Tompkins on Teaching

I just read Tompkins’s essay “Pedagogy of the Distressed,” which, as I read, I realized I have seen quoted and heard teachers cite quite a few times. Tompkins notes that we don’t enact what we preach (106), that really, instead of viewing the current model as the banking model, which is “obsolete,” we should understand the current model as the “performance model,” where the professor is most concerned about three things while teaching: a) how smart she looks, b) how knowledgeable she looks, and c) how well-prepared she looks (106). This teaching as performance is driven by fear (107), and Tompkins notes that, like sex, we hardly talk about teaching (this was originall published in 1990), and the only thing said about pedagogy is “teaching as a vehicle for social change” (108).

From page 108: “I have come to think more and more that what really matters as far as our own beliefs and projects for change are concerned is not so much what we talk about in class as what we do. I have come to think that teaching and learning are not a preparation for anything but are the thing itself.”

For Tompkins, the “classroom is a microcosm for the world,” and “The kind of classroom situation one creates is the acid tests of what it is one really stands for” (109). This reminded me of Sánchez’s article that I wrote about a few days ago. She writes, citing Zizek, “ideology works at the level of doing rather than knowing“ (Sánchez 155), and I think that Tompkins is right that our actions in the classroom really show what we really believe, and not what we say we believe.

I really like that Tompkins writes, “Education is not a preparation for war; the university is not a bootcamp,” when it comes to how much work to assign and how heavy the workload should be (110). I would take that metaphor and say education is where the war is and should be, where we should be fighting against hegemony as much as possible.

Sheridan Blau notes that students aren’t actually learning when teachers teach most often; in fact, students are witnessing the teacher’s learning process. I like how, in this essay, Tompkins shows how her students have taught the classes, and done so well. This is important to show that people learn best when they teach.

One last note on this essay, which I enjoyed a lot. Tompkins strongly suggests that teachers “Talk to the class about the class” (112), and this so reminds me of counseling philosophy and of what I try to do when I teach – talk to students about the process. Be open and up front and transparent. This is vital for the building of trust. A good teacher talks about his, her, or hir pedagogy with students and is open and honest.

Tompkins, Jane. “Pedagogy of the Distressed.” Dialogue on Writing: Rethinking ESL, Basic Writing, and First-Year Composition. Eds. Geraldine DeLuca, Len Fox, Mark-Ameen Johnson, and Myra Kogen. Mahway, NJ: Lawrence Erlbaum Associates, 2002.

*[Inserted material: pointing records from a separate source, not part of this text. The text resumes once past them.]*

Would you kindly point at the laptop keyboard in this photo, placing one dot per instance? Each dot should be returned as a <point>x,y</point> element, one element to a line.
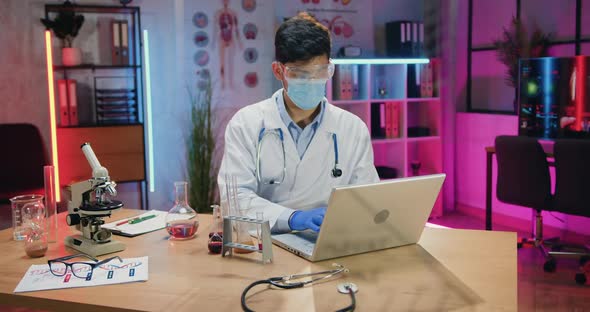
<point>302,241</point>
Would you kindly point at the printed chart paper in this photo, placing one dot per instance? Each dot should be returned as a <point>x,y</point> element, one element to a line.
<point>38,277</point>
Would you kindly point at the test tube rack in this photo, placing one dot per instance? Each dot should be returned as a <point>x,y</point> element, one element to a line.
<point>228,245</point>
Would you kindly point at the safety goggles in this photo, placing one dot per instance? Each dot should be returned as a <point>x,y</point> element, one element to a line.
<point>319,72</point>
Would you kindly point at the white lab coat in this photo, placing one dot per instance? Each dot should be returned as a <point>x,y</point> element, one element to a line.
<point>308,181</point>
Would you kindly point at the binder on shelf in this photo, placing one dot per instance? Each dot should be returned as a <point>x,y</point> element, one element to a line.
<point>395,120</point>
<point>73,102</point>
<point>426,81</point>
<point>387,113</point>
<point>404,38</point>
<point>62,94</point>
<point>68,102</point>
<point>355,82</point>
<point>124,42</point>
<point>378,120</point>
<point>415,40</point>
<point>116,47</point>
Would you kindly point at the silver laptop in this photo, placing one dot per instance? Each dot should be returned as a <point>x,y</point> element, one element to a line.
<point>363,218</point>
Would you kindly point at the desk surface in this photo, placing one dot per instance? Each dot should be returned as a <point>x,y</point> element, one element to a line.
<point>460,270</point>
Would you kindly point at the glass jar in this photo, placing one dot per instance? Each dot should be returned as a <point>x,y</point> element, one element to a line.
<point>35,228</point>
<point>17,204</point>
<point>215,243</point>
<point>182,221</point>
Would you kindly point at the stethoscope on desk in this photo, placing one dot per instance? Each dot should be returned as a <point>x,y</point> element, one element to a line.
<point>294,281</point>
<point>336,172</point>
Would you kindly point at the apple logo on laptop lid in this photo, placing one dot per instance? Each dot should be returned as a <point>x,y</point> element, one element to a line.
<point>381,216</point>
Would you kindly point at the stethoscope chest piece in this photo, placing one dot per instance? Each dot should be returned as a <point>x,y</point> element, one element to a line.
<point>343,288</point>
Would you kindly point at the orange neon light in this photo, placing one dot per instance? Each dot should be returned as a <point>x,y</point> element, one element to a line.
<point>52,126</point>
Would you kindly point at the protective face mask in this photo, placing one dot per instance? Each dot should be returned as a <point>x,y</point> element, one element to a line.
<point>306,93</point>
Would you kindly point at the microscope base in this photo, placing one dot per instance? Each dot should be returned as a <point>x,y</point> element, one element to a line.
<point>92,248</point>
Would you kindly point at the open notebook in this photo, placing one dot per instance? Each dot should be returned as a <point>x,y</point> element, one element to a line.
<point>130,230</point>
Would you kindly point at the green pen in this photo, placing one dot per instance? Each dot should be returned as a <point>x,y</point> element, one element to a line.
<point>137,220</point>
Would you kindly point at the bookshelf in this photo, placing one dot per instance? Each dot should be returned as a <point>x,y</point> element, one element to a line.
<point>399,101</point>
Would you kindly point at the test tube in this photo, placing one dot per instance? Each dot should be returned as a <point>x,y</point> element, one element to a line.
<point>50,204</point>
<point>259,217</point>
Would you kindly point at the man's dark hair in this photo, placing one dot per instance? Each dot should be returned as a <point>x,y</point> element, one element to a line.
<point>301,38</point>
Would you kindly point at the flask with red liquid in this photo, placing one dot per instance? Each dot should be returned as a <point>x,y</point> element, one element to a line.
<point>181,221</point>
<point>215,243</point>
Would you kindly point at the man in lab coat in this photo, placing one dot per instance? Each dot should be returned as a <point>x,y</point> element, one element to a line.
<point>286,153</point>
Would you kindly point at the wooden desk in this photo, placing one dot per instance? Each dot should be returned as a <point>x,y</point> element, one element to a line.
<point>459,270</point>
<point>490,151</point>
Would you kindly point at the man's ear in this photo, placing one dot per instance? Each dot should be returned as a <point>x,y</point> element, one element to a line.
<point>277,70</point>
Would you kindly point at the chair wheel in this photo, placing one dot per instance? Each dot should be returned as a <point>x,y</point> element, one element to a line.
<point>580,278</point>
<point>550,265</point>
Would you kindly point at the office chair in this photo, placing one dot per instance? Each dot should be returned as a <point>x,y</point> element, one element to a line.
<point>21,161</point>
<point>524,180</point>
<point>572,192</point>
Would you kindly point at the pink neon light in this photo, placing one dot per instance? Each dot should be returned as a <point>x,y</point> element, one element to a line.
<point>52,126</point>
<point>580,91</point>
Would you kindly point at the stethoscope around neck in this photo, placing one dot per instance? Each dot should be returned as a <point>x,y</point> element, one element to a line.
<point>336,171</point>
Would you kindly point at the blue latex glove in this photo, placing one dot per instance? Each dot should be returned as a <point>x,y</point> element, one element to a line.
<point>307,219</point>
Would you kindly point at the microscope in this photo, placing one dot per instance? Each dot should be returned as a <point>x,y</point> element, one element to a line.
<point>89,203</point>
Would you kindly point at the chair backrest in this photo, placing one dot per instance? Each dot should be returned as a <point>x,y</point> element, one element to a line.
<point>523,173</point>
<point>22,158</point>
<point>572,176</point>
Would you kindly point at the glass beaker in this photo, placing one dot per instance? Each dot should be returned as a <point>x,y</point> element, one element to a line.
<point>17,203</point>
<point>50,204</point>
<point>34,223</point>
<point>215,242</point>
<point>237,206</point>
<point>259,217</point>
<point>182,221</point>
<point>242,229</point>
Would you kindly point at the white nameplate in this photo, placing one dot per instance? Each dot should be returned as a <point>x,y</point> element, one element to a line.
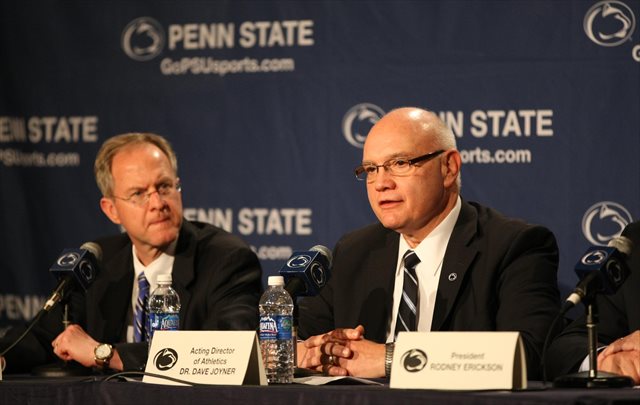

This entry was posted in Education, English 588 Lit and Pedagogy (Summer 2006), Teaching Composition. Bookmark the permalink.

2 Responses to Tompkins on Teaching

  1. Sara Jameson says:

    How does Tompkins’ performance model relate to the “sage on the stage” vs. “guide on the side” models of instruction? Isn’t anything that we do in public an argument, an example of rhetoric, hence a performance? In Kevin Michael DeLuca’s article “Unruly Arguments: The Body Rhetoric of Earth First!, ACT UP, and Queer Nation,” the notion of the body as an argument is asserted, but oddly De Luca does not mention Ghandi or MLK or the Tiannamen Square image of the pedestrian in front of a tank.

    Certainly “actions speak louder than words” – i.e. enacting (or not) what we profess.

  2. Sara Jameson says:

    Thinking further on this – I am sure there is a connection between performance and persona. In an article I read recently (but it’s at school so I don’t have the citation), a student teacher discussed the persona or mask she created to enable her to perform in the classroom. For this woman, teaching was a challenge because she hated school, so to enable herself to perform, she created a persona which was comfortable in the classroom, a bit dissociative. Although the article didn’t say so, I inferred that the student teacher left the profession because of this disconnect.